Je n’ai pas vraiment lu ce livre pour en apprendre plus sur les camps [non pas que j’estime en savoir assez, mais je ne suis pas intéressée par la torture. Ce que je veux, c’est l’humanité, la survie, l’espoir], mais cette histoire de « kinderzimmer » (en allemand, ça veut dire « chambre d’enfant ») m’a intriguée. Le paradoxe est intéressant : comment est-il possible qu’un camp de la mort ait permis à des bébés de ne pas mourir? Car c’est bien de cela qu’il s’agissait, non pas de permettre à des enfants de vivre car rien n’était mis en place par les gardiennes pour leur survie, mais bien de faire comme si on ne voyait pas ce qui se passait là, tout en promettant aux mamans les pires sanctions si elles enfreignaient les règles ou étaient surprises à voler pour leurs petits. Kinderzimmer est bien un roman, pas un récit. Mila, Teresa et les autres n’ont pas eu une existence réelle. Mais le camp de Ravenbrück a bien abrité cette pièce ou les bébés n’étaient pas tués. Dans son livre, Valentine Goby ne s’intéresse pas au « pourquoi » mais au comment. Je ne sais pas, et ne saurai sans doute jamais dans quelles conditions ni pour quelles raisons cette pièce a été mise à la disposition des mamans et de leurs bébés, mais je sais, un petit peu, comment les choses se sont déroulées. J’ai eu, aussi, la chance de pouvoir regarder, presque par le trou d’une serrure, ces bébés qui donnaient une raison de vivre à leurs mères qui craignaient pourtant qu’ils ne leur ôtent leurs dernières forces.
Ce roman est extraordinaire. Vraiment. Il a la grâce d’un funambule qui trouve son équilibre entre le lyrisme et le terre-à-terre, les tréfonds d’une horreur exacerbée et l’humanité qui ne meurt pas, la peur et l’envie.
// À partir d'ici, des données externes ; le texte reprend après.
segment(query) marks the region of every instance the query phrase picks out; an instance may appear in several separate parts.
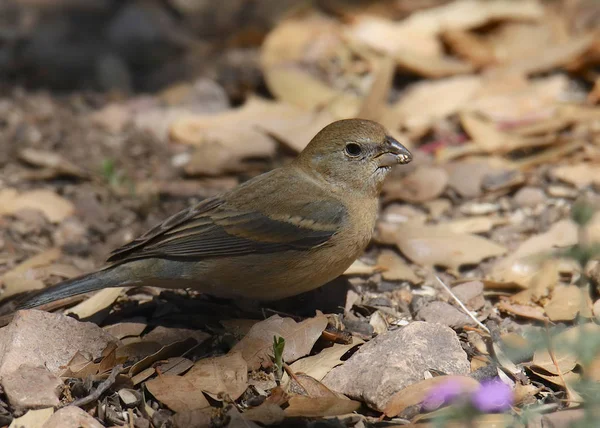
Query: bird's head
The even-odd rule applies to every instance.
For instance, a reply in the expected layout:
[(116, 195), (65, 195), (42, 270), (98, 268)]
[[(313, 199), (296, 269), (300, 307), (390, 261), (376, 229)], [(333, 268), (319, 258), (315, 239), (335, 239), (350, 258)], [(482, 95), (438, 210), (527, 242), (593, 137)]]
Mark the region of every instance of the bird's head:
[(323, 128), (296, 159), (296, 164), (328, 183), (377, 195), (383, 180), (412, 154), (377, 122), (345, 119)]

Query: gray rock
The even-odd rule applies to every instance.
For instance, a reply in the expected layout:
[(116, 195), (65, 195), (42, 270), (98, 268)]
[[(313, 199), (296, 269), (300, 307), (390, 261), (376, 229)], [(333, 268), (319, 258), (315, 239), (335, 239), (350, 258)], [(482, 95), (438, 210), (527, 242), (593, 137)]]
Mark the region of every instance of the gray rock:
[(2, 377), (2, 387), (14, 407), (39, 409), (58, 406), (63, 383), (45, 367), (22, 365)]
[(537, 187), (523, 187), (513, 197), (516, 206), (520, 208), (535, 207), (543, 203), (547, 199), (546, 194), (542, 189)]
[(464, 305), (472, 311), (481, 309), (485, 305), (483, 297), (483, 282), (469, 281), (452, 287), (452, 292)]
[(67, 406), (58, 410), (46, 421), (42, 428), (102, 428), (103, 425), (75, 406)]
[(475, 325), (475, 321), (462, 310), (446, 302), (430, 302), (418, 312), (419, 319), (430, 323), (461, 328), (465, 325)]
[(18, 311), (0, 329), (0, 378), (23, 362), (57, 374), (76, 352), (97, 358), (110, 342), (118, 342), (96, 324), (39, 310)]
[(392, 395), (423, 380), (429, 369), (468, 374), (470, 365), (452, 329), (417, 321), (366, 343), (323, 383), (382, 411)]

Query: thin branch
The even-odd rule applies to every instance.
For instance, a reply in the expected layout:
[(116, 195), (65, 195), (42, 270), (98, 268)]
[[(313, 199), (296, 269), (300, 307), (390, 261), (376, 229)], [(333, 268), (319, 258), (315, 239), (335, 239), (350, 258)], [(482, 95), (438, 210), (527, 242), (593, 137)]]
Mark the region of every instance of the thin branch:
[(89, 394), (83, 398), (80, 398), (79, 400), (73, 401), (71, 404), (69, 404), (69, 406), (81, 407), (81, 406), (85, 406), (86, 404), (90, 404), (91, 402), (100, 399), (100, 396), (102, 396), (102, 394), (104, 394), (108, 390), (108, 388), (110, 388), (116, 382), (117, 376), (121, 373), (122, 370), (123, 370), (122, 364), (113, 367), (108, 378), (106, 378), (106, 380), (104, 382), (102, 382), (100, 385), (98, 385), (98, 388), (96, 388), (96, 390), (94, 392), (92, 392), (91, 394)]

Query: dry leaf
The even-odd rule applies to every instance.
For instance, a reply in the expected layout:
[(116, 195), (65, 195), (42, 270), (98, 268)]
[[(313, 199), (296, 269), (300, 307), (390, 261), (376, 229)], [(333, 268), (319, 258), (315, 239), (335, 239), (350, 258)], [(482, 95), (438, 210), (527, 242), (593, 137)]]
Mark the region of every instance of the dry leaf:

Il existe en poche (c’est petit et pas cher), peut-être encore en grand format (c’est sexy), et même en livre audio, alors si vous avez ne fut-ce qu’un tout petit peu envie de lire ce livre, n’hésitez pas. C’est un tout beau livre.
Vous voulez le lire?
Livre audio :
Éditions Thélème 6h10 d’écoute (CD ou MP3).
Lu par Pauline Huruguen qui est magnifique et donne le ton juste.
En papier:
Éditions Acte Sud. Le format poche est dans leur collection Babel (230 pages).
Le livre a été publié pour la première fois en 2013.
Existe également en format numérique.